絵コンテも大事だけど、図書館サービスも大事だよ!〜『ハロルドとリリアン ハリウッド・ラブストーリー』

 『ハロルドとリリアン ハリウッド・ラブストーリー』を見てきた。長きにわたってハリウッド映画を支えてきた絵コンテ作家のハロルドと映画リサーチャー(レファレンスライブラリアン)のリリアンのマイケルソン夫妻の生涯を追ったドキュメンタリー映画である。亡きハロルドの親しい友人だったダニー・デヴィートが製作している。地味な話なのだが、いろいろな映画界の仕事の裏話にマイケルソン夫妻の愛情あふれる生活をからめた、気持ちのいい作品になっている。

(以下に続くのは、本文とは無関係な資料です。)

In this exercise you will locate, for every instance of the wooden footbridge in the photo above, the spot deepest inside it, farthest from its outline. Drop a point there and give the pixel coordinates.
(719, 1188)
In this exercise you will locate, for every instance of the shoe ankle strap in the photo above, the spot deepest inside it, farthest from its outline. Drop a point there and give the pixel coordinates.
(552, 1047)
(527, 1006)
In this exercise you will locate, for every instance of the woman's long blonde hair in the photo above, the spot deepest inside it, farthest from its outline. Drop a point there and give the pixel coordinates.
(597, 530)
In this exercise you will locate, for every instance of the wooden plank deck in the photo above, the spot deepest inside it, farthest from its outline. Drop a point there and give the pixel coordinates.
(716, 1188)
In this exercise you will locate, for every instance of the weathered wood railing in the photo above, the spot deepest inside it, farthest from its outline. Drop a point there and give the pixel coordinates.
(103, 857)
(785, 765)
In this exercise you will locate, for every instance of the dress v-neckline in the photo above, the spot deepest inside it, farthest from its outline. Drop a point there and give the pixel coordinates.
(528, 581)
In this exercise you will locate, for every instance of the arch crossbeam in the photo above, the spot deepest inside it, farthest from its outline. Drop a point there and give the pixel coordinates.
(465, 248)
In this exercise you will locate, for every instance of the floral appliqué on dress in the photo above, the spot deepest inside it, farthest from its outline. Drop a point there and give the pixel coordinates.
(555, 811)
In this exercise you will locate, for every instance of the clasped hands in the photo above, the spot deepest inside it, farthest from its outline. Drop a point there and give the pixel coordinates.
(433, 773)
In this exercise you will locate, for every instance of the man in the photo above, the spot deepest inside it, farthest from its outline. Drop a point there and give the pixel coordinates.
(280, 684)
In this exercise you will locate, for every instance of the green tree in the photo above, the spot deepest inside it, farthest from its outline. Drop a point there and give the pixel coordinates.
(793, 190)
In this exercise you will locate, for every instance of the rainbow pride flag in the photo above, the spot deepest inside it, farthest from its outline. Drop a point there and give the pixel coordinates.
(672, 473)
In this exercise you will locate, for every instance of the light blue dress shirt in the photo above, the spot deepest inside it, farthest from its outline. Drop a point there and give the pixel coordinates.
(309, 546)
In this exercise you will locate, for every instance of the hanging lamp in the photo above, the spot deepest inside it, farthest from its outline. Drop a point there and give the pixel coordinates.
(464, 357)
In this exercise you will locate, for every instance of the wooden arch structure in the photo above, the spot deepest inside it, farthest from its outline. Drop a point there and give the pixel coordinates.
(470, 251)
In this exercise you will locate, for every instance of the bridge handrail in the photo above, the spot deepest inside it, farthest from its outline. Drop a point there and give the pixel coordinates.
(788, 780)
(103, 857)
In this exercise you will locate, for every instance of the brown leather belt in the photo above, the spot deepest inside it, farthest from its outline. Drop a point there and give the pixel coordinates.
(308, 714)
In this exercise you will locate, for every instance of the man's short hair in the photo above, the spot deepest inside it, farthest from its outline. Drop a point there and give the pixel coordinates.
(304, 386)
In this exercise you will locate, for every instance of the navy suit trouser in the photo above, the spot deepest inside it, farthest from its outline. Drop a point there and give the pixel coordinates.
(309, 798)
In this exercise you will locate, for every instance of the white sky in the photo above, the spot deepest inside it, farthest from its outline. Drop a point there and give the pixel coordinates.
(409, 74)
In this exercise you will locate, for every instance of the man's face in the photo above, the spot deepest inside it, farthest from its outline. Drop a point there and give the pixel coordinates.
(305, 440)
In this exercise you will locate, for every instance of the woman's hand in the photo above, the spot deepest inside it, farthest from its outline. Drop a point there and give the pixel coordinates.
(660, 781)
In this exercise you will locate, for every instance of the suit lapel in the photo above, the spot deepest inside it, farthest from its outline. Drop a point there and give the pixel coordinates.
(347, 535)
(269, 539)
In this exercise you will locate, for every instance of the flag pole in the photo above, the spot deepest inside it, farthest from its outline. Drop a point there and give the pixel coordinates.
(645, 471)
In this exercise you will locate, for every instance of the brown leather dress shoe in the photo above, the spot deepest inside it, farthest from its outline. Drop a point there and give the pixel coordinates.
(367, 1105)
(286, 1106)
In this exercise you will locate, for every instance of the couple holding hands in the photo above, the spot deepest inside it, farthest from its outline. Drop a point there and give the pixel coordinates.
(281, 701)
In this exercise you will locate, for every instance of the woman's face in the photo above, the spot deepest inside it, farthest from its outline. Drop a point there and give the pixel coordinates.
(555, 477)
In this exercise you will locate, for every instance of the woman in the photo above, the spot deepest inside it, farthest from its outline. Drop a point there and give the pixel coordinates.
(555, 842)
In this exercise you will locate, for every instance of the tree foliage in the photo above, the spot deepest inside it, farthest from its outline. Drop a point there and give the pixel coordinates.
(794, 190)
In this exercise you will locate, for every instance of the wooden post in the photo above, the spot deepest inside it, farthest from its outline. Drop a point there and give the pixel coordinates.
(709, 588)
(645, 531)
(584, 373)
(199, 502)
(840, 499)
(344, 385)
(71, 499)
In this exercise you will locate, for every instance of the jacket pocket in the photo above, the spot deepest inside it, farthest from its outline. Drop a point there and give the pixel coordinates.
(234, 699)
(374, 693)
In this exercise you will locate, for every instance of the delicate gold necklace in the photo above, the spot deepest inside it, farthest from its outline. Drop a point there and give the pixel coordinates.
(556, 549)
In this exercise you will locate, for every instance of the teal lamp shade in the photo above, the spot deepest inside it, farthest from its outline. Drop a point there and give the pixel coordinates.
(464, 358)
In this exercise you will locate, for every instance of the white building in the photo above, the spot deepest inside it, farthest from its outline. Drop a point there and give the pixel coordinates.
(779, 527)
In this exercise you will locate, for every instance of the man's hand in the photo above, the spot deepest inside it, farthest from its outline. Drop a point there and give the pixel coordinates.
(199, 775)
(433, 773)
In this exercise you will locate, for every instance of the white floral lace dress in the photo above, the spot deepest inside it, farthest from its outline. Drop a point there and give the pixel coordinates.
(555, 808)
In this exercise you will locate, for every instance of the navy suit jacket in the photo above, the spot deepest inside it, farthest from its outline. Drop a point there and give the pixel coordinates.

 ハロルドは極めて優秀な絵コンテ作家で、『卒業』でロビンソン夫人の足の間からベンが映る有名な場面もハロルドが考えた絵コンテをもとに撮影されたらしい。この映画を見ると絵コンテが撮影上どれくらい重要かがよくわかる。一方でリリアンは映画リサーチャーなのだが、たぶん映画図書館のレファレンスライブラリアンといったほうがわかりやすいと思う。あらゆる映画に関して考証や美術用の調査を行う仕事で、図書室を使った文献調査ばかりではなく、必要とあらば麻薬王にまで取材に行ったらしい。大変面白い仕事だし重要なのだが、ビジュアル的にインパクトのあるハロルドの絵コンテに比べると、リリアンのような地味な仕事はなかなか重要性を表現しにくいな…と思った。ただ、フランシス・フォード・コッポラやドリームワークスの経営陣がリリアンとその図書室を欲しがったという話は、わかってる人たちだなーという感じがした。考証がしっかりしていてこそ、映画のビジュアルにリアルさが生まれる。